The current campus opened in the fall of 2005. At that time, the school was dedicated to retired LISD employee C. Douglas Killough (former principal at Lewisville High School and later assistant superintendent), and the name was formally changed to Killough Lewisville High School North. Killough LHS-North has been named to the "Just for the Kids" Honor Roll in 2005, 2006 and 2007, for its exceptional performance on the Texas Assessment of Knowledge and Skills, or TAKS test. Killough LHS-North was featured in the December 2006 and December 2007 issue of Texas Monthly Magazine. In 2006 it was ranked as the #1 public high school in the state, for being a high performing school based on the National Center for Educational Accountability (formerly known as "Just for the Kids"). (The 2007 issue did not rank the top performing schools individually.) Based on Killough's exceptional performance on the Texas Assessment of Knowledge and Skills, the campus received an exemplary rating by the Texas Education
Agency in 2008–2010.

Lewisville ISD converted the campus into a ninth- and tenth-grade school in 2012. The district also includes another ninth- and tenth-grade high school constructed in south Lewisville off of Round Grove Road, Lewisville High School - Harmon Campus. Collectively the two campuses could house over 2000 students, easing congestion at the newly renovated Lewisville High School (Main Campus).

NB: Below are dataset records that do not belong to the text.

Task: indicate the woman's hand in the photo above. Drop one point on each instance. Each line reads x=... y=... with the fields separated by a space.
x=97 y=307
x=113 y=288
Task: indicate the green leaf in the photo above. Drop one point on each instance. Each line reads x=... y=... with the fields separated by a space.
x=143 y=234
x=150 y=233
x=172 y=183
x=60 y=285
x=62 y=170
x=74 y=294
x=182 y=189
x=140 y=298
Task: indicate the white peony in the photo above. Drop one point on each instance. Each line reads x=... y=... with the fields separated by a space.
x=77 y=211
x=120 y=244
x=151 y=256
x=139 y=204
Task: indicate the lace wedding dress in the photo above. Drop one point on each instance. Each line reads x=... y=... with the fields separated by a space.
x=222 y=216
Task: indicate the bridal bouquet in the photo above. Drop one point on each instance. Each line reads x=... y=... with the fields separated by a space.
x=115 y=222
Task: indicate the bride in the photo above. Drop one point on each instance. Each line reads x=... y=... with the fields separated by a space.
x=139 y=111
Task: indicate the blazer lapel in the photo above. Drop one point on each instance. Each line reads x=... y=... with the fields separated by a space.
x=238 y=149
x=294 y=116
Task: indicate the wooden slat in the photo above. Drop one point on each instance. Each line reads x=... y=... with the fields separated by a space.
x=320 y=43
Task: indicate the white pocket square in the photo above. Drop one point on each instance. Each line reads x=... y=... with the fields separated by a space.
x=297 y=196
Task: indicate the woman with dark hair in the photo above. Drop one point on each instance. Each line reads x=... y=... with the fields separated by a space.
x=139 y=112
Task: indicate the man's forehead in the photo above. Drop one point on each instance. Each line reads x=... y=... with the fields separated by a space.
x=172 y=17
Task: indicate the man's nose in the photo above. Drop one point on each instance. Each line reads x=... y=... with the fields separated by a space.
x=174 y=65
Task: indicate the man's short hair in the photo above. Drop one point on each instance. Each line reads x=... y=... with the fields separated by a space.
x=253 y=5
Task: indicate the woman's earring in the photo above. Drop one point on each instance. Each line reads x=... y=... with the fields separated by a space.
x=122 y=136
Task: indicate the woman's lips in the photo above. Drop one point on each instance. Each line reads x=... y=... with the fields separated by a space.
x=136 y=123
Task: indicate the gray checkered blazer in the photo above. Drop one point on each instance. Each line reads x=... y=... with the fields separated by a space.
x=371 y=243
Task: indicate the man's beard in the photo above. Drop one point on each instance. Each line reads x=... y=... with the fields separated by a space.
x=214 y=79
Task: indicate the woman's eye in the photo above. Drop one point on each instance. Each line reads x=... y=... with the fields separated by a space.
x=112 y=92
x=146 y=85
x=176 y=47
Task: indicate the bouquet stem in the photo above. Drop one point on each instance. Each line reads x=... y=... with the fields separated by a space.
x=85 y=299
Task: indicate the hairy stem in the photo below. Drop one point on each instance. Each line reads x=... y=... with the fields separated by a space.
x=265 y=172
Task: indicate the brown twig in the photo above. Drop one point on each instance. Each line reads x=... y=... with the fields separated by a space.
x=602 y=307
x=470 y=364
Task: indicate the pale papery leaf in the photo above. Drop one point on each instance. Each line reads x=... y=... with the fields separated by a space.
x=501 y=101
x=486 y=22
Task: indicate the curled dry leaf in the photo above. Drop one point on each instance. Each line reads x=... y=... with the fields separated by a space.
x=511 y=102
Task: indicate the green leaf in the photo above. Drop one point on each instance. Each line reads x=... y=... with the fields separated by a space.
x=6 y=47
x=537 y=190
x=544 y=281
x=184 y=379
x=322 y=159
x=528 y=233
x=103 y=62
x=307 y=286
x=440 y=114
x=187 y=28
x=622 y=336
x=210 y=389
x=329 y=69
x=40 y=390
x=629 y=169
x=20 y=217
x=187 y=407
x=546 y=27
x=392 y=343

Killough also houses the LHS softball field used by the main high school.

==Feeder schools==

Lewisville High School - Killough Campus has several feeder schools.

===Middle schools===

The feeder middle schools are Huffines, and portions of Delay and Hedrick.

===Elementary schools===

The seven feeder elementary schools are College Street, Valley Ridge, Degan, and parts of Central, Hedrick, Vickery and Lakeland.